# Receiver shows wrong time on program guide???



## bnewt (Oct 2, 2003)

Anyone know the correcting steps?


----------



## redfishhunter (Aug 5, 2004)

Call Dish Network or unplug your receiver for 30 min. 
It should take care of it.


----------



## stonecold (Feb 20, 2004)

Did you recently move into a different time zone. 

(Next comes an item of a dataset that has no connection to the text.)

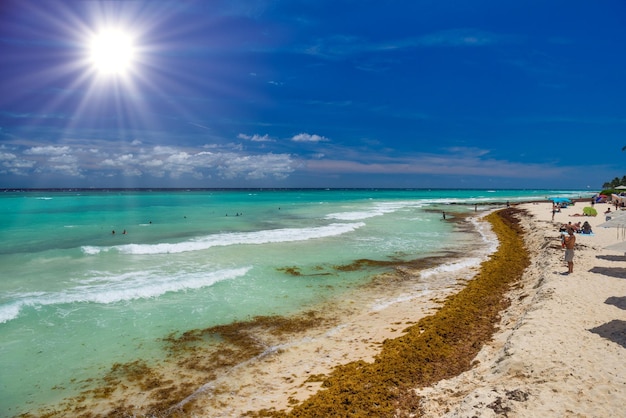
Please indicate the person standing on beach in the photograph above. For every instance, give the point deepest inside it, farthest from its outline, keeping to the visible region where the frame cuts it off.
(568, 243)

The time as is regulated by two things by dish , who sends down the time to the reciver and then the access card which has which time zone your in and if you are in daylight savings or not. Based on those two thing the reciver will figure out the time.


----------



## Darkman (Apr 16, 2002)

I also think it can depend on the Zip Code that's on card....
or Zip code being part of above combo (described by stonecold)


----------



## bnewt (Oct 2, 2003)

Since this receiver came from California (it was used), could this be the problem? If so, do I just need a new access card?


----------



## Darkman (Apr 16, 2002)

That's a good possibility...
New access card will not do the trick...
If it is a legal receiver (being subscribed by you etc etc.. ) - phone call to DISH network.. and explaining the problem - should do the trick...


----------



## bnewt (Oct 2, 2003)

Yes, it is legal. I checked on the balance of the receiver & card b4 I purchased. Dish had no problem authorizing it.


----------



## Darkman (Apr 16, 2002)

The sounds like you should call them for the "correct time fix"


----------



## bnewt (Oct 2, 2003)

tech support had me pull the access card, unplug the receiver - after doing each of these, the correct time appeared for a second & then jumped an hour ahead. Our area is now on daylight savings time. why can't dish correct this problem? they supposedly sent some type of report to the engineers so that they could revise the software. I told him there was no way the engineers were going to spend time on this problem. He asked me to give the problem a couple of days, if it wasn't resolved, they would send me a replacement. all of this conversation was supposedly noted on my record.


----------